Ilya Ilf (his real name was Ilya Arnoldovich Fayzilberg) was born on October (3) 15, 1897 in Odessa, into the family of a bank employee.
In 1913, having graduated from a technical school, he started his job activity, often changing the working place: a drawing bureau, a telephone exchange, an aircraft factory, etc. he worked as a statistician, the editor of the Sindetikon comic magazine, where he published the verses under a female nickname, and an accountant.

In 1923 Ilya became a professional writer. Having moved to Moscow, he constantly worked in the Gudok newspaper, but had his sketches and feuilletons printed in different editions. Already as an editor he revealed his tendency to satire. As a result of his business trip to Central Asia there came a series of sketches under the title Moscow-Asia (1925).
In 1925 Ilya Ilf met his future coauthor Yevgeny Petrov, but only in a year (because Petrov had to serve in the army) their joint activity began.
The first considerable result of the collaboration of Ilf and Petrov was the novel Twelve Chairs published in 1928 in the 30 Days magazine, and immediately won recognition of readers, though critics turned unable to see the true value of the novel. Outstanding poet Vladimir Mayakovsky supported the book by young writers.
In the 1920s they wrote a number of feuilletons and stories together and had them printed in the Pravda newspaper and The Literary newspaper.

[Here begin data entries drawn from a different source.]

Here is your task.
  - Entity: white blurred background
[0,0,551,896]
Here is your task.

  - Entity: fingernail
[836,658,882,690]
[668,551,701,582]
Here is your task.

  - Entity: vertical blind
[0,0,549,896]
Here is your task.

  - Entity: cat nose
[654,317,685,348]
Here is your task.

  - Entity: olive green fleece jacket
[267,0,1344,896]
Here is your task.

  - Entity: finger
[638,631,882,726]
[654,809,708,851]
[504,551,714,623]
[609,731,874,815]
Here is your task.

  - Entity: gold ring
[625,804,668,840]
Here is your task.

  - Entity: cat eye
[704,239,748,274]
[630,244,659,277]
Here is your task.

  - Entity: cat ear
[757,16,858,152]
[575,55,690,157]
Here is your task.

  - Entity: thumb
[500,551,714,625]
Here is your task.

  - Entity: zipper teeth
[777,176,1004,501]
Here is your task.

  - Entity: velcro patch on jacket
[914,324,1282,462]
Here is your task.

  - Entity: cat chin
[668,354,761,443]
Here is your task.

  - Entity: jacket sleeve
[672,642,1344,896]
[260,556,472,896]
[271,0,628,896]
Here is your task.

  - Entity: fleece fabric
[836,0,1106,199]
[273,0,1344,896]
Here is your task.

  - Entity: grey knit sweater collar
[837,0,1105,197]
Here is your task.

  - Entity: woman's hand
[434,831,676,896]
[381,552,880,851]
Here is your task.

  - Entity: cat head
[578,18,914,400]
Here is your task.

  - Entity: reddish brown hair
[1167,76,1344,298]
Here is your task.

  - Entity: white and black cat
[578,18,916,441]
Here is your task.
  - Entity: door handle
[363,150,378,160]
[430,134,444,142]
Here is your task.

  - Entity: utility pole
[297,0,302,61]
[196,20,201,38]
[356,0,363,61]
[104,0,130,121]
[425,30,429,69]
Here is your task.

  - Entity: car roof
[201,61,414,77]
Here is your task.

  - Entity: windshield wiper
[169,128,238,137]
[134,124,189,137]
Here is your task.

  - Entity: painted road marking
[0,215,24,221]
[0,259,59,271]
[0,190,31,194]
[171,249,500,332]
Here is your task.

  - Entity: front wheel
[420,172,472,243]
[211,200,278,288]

In 1931 the second novel by Ilfa and Petrov – Gold Calf was published and appreciated by critics and hailed as a masterpiece by Maxim Gorky, Mikhail Zoshchenko, and A. Barbyus.
In 1935 the writers made a journey to the USA, which later resulted in the book One-Storeyed America (1936).
Ilya Ilf suffered from lungs tuberculosis, which became aggravated during the American travel, and brought him to death on April 13, 1937 in Moscow.
The interest in the authors of the popular Soviet novels Twelve Chairs and Gold Calf have not faded away over the years: it has been expressed in publications of their books, as well as in stage performances and screen versions.